O Plenário do Supremo Tribunal Federal decidiu, por unanimidade, validar a Medida Provisória 2.226/01. Com a decisão, os ministros declararam legítimo o critério de transcendência utilizado pelo Tribunal Superior do Trabalho para selecionar os casos que serão submetidos à sua análise.

A ação direta de inconstitucionalidade foi proposta pela Ordem dos Advogados do Brasil em 2001. O julgamento teve início em setembro de 2002, sendo interrompido por pedidos de vista dos ministros Maurício Corrêa e, posteriormente, Sepúlveda Pertence. Em 2007, o STF suspendeu o artigo 3º da MP, que estabelecia que honorários advocatícios em acordos com o Poder Público seriam pagos pelos clientes e não pelo Estado.

Naquela ocasião, o Tribunal manteve a validade dos artigos 1º e 2º, que modificaram a Consolidação das Leis do Trabalho para incluir no julgamento de recursos de revista pelo TST a exigência de exame prévio sobre a “transcendência com relação aos reflexos gerais de natureza econômica, política, social ou jurídica” da causa.

O processo retornou ao Plenário Virtual do STF em maio de 2022. Após o voto da ministra Cármen Lúcia, o ministro Gilmar Mendes solicitou destaque para análise presencial.

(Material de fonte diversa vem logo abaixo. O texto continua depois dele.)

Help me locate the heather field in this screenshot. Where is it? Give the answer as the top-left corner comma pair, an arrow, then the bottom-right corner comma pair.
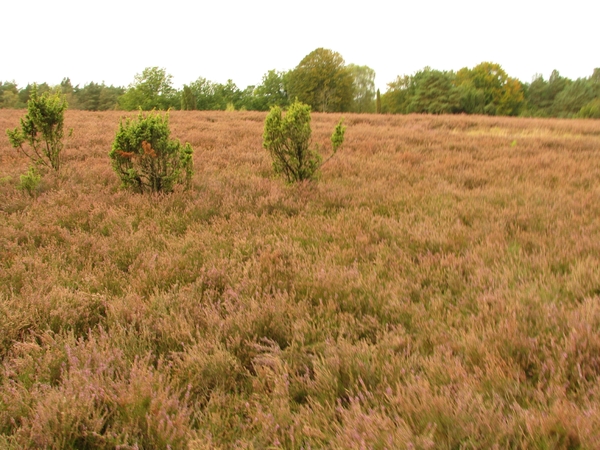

No julgamento desta quinta-feira (9), a relatora afirmou que as normas estabelecidas pela medida provisória vêm sendo aplicadas há mais de vinte anos, estando consolidadas no sistema processual e demonstrando eficácia prática. A ministra votou pela manutenção da regra da transcendência e fez um apelo ao Congresso Nacional para que discipline a matéria de forma detalhada.

O Tribunal, por unanimidade, julgou parcialmente prejudicada a ação por perda superveniente do objeto. Quanto à parte remanescente, manteve o artigo 1º que estabeleceu o caput do artigo 896-A da CLT e declarou improcedente o restante da ADI, preservando assim a eficácia da MP 2.226/01, não convertida em lei mas que permanece em vigor. Os ministros formularam apelo ao Legislativo para que regule a matéria de forma pormenorizada, conforme sua competência constitucional.